The new British government is likely to roll out incentives to entice Asian businessmen to stay put in Britain even as it carves out a new life outside the EU.
This silver lining, which may help offset years of roiling uncertainty as Britain constructs a new relationship to replace its membership of the European Union, was pointed out by Lord Peter Mandelson, a former Cabinet minister, during an interview with The Straits Times on Thursday.
The great danger for Britain is that instead of waiting for clarity to emerge on the post-Brexit landscape, Asian companies decide to take their business elsewhere, said Mr Mandelson, 62, who held various Cabinet posts under Labour prime ministers Tony Blair and Gordon Brown.
Mr Mandelson, who was the European Commissioner for Trade from 2004 to 2008, was in Singapore on a business visit as chairman of the London-based strategic advisory firm Global Counsel.
"Britain needs Asian investment even more than we did before, so it is likely to be even more welcoming to Asian businesses... The government will go out of its way to provide incentives and encouragement to invest in Britain," he said.
Days after last month's Brexit vote, then Chancellor of the Exchequer George Osborne had already suggested a cut in corporation taxes to make it worthwhile to stay in Britain, he pointed out.
"The government will be thinking of a number of measures along these lines," he added.
A leading figure in the Remain campaign, Mr Mandelson said the voters' decision to leave the EU had created a huge political conundrum not faced since World War II. New Prime Minister Theresa May and her team now have to think through how living outside the EU will work in practice, he said. Further, they will need to spell out the consequences so that Britons understand what Brexit means in a way not fully appreciated before the June 23 referendum.
Mrs May could decide to stay "near-in", with full access to Europe's single market, or end up "far-out", with a narrower trading relationship, he said.
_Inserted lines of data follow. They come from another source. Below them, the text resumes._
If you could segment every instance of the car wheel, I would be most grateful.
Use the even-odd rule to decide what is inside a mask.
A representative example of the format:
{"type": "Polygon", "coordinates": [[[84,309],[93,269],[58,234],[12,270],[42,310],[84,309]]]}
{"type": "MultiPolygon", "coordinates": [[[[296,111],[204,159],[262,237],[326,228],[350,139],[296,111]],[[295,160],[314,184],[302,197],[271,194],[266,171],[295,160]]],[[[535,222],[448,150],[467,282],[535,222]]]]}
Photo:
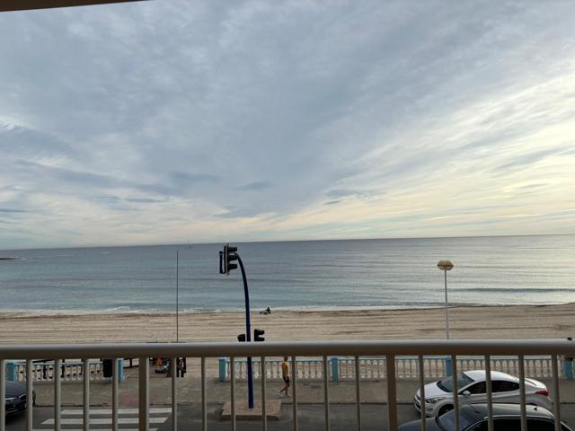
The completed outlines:
{"type": "Polygon", "coordinates": [[[438,413],[438,416],[445,415],[447,412],[451,410],[453,410],[453,406],[450,404],[446,404],[441,409],[439,409],[439,412],[438,413]]]}

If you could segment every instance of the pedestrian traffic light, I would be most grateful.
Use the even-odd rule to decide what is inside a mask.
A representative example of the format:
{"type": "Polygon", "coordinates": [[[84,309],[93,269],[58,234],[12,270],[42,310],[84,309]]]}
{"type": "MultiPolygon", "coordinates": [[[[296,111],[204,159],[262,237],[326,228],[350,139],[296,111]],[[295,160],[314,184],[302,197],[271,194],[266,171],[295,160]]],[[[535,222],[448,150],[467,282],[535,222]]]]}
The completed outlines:
{"type": "Polygon", "coordinates": [[[265,341],[266,339],[263,338],[263,334],[266,331],[263,330],[253,330],[253,340],[254,341],[265,341]]]}
{"type": "Polygon", "coordinates": [[[219,273],[230,275],[232,269],[237,269],[235,263],[237,260],[237,247],[232,247],[229,243],[224,246],[224,251],[219,252],[219,273]]]}

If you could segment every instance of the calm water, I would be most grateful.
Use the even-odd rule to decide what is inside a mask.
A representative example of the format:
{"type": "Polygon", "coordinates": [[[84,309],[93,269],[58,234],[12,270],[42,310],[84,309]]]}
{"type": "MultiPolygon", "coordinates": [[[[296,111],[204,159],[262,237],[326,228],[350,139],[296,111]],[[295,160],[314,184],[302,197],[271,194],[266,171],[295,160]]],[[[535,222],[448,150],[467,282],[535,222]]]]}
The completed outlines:
{"type": "MultiPolygon", "coordinates": [[[[237,243],[252,309],[418,307],[575,302],[575,235],[237,243]]],[[[0,309],[243,307],[239,270],[218,274],[221,244],[4,251],[0,309]]]]}

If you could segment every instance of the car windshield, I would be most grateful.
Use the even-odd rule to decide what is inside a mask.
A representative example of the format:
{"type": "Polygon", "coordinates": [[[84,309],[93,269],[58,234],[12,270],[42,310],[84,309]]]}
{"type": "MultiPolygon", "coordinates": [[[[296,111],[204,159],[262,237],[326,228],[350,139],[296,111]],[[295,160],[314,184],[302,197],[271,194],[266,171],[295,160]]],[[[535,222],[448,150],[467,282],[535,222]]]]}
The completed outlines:
{"type": "MultiPolygon", "coordinates": [[[[475,381],[464,373],[459,373],[457,374],[457,388],[459,389],[464,388],[473,382],[475,381]]],[[[453,376],[449,376],[441,382],[438,382],[438,386],[446,392],[453,392],[453,376]]]]}
{"type": "MultiPolygon", "coordinates": [[[[435,419],[439,427],[447,431],[451,431],[452,429],[456,429],[456,412],[455,410],[448,411],[445,415],[440,416],[439,418],[436,418],[435,419]]],[[[472,425],[473,422],[469,420],[469,418],[460,415],[459,416],[459,429],[465,429],[467,427],[472,425]]]]}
Mrs May, who supported remaining in the EU on economic grounds, has chosen to position a team of leading Brexit campaigners - Secretary of State for Exiting the EU David Davis, Foreign Secretary Boris Johnson and Secretary of State for International Trade Liam Fox - to chart what's next.
"That's going to turn out to be either a cute move or a counterproductive one," Mr Mandelson said.
"Counterproductive if they don't see reality and don't offer an honest, objective view. Cute, if she is getting the Leave campaign to finally see the facts and apply common sense... She understands what's at stake economically. The question is if she will be able to carry her colleagues with her."
Whatever path she chooses needs to be put to the public again, said Mr Mandelson, who favours a general election on the issue.
Ironically, his own Labour Party may not be in a position to capitalise in the event of an early election. Mr Mandelson deemed his party as being "without credibility or influence".
"It's not just a choice between individuals but a choice between the direction we want," he said, referring to the looming leadership contest between party chief Jeremy Corbyn and Ms Angela Eagle.
The next leadership has to come from the younger generation, said the man who, along with Mr Blair and Mr Brown, helped forge the "New Labour" that won three elections in the 1990s and 2000s.